Prop

8 de Abril de 2021

Pró-reitora da PROP destaca a importância da participação feminina nas pesquisas científicas

Por Liane Cardoso

Estão abertas as inscrições para a 16º edição do Prêmio Mulheres na Ciência 2021. O programa apoiará pesquisas – nível Doutorado – concedendo bolsa-auxílio de 50 mil reais. As cientistas interessadas devem acessar o site Mulheres na Ciência e conferir o regulamento para as inscrições que acontecem até o dia 10 de maio. Para destacar a importância da presença das mulheres na Ciência, a ASCOM fez uma entrevista com a Pró-reitora de Pesquisa e Pós-Graduação da UESPI, Professora Ailma do Nascimento, sobre os avanços da participação das mulheres na pesquisa nos programas da universidade.

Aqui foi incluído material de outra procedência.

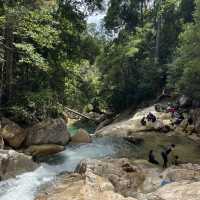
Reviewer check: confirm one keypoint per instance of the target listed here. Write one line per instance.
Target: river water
(26, 186)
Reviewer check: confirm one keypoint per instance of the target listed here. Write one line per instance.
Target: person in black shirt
(165, 154)
(152, 158)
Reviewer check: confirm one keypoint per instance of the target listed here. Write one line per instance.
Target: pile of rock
(44, 138)
(120, 179)
(13, 163)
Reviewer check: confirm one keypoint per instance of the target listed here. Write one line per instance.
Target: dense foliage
(50, 57)
(135, 65)
(45, 55)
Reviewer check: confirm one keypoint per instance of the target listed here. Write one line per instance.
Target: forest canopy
(50, 57)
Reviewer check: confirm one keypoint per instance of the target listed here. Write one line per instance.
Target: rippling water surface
(25, 186)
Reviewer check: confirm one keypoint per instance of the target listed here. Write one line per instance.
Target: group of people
(164, 154)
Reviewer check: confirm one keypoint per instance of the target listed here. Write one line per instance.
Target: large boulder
(75, 187)
(81, 137)
(13, 134)
(133, 126)
(52, 131)
(128, 179)
(184, 190)
(13, 163)
(44, 150)
(182, 172)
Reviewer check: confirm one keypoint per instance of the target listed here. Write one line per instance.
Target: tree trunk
(9, 58)
(158, 32)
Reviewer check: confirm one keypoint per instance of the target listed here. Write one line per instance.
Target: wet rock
(74, 187)
(13, 134)
(185, 101)
(182, 172)
(44, 150)
(133, 126)
(13, 163)
(184, 190)
(104, 123)
(81, 137)
(125, 177)
(195, 114)
(52, 131)
(134, 140)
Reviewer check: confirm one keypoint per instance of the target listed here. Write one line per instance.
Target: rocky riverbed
(111, 165)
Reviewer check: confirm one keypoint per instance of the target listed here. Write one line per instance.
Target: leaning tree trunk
(9, 58)
(158, 32)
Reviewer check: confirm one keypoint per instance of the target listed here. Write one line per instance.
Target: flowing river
(26, 186)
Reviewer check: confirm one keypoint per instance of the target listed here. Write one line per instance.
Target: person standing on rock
(166, 153)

ASCOM: Enquanto Pró-reitora de Pesquisa e Pós-Graduação da UESPI, como avalia a participação das mulheres nas atividades de pesquisa científica?

Profa. Ailma do Nascimento: A participação das mulheres na Ciência tem aumentando a cada dia. Esse crescimento foi constatado em uma pesquisa realizada em 2020 pelo Centro de Pesquisa em Ciência, Tecnologia e Sociedade que identificou um crescimento de 10% nas duas últimas décadas.

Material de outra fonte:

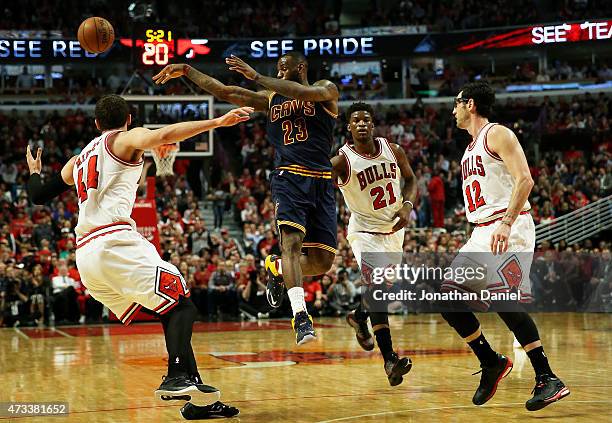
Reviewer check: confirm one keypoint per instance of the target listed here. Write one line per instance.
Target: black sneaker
(548, 389)
(275, 288)
(396, 368)
(218, 409)
(304, 330)
(490, 379)
(183, 388)
(362, 331)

A partir de dados coletados na plataforma de gerenciamento de projetos da Universidade Estadual do Piauí, o SIGPROP, a Pró-reitoria de Pesquisa e Pós-Graduação (PROP) identificou uma presença representativa de mulheres nos projetos de pesquisa, de Iniciação Científica e de Inovação Tecnológica desenvolvidos na UESPI. Vejamos o quadro 1:

Observamos no quadro 1 uma quantidade superior de mulheres coordenando projetos de pesquisa cadastrados na PROP em relação à quantidade de homens. As mulheres representam, neste quadro, um percentual de 53% em relação ao número total de projetos cadastrados no intervalo de janeiro de 2018 a março de 2021.

ASCOM: Possui dados da participação das docentes nas atividades do PIBIC, considerado um dos principais programas de iniciação científica da instituição?

Profa. Ailma do Nascimento: Sim, nós temos. E até quero lembrar que estamos com inscrições abertas do PIBIC e PIBITI com submissão de trabalhos até o dia 07 de maio. Estamos ofertando 200 bolsas para o PIBIC e nove para o PIBITI.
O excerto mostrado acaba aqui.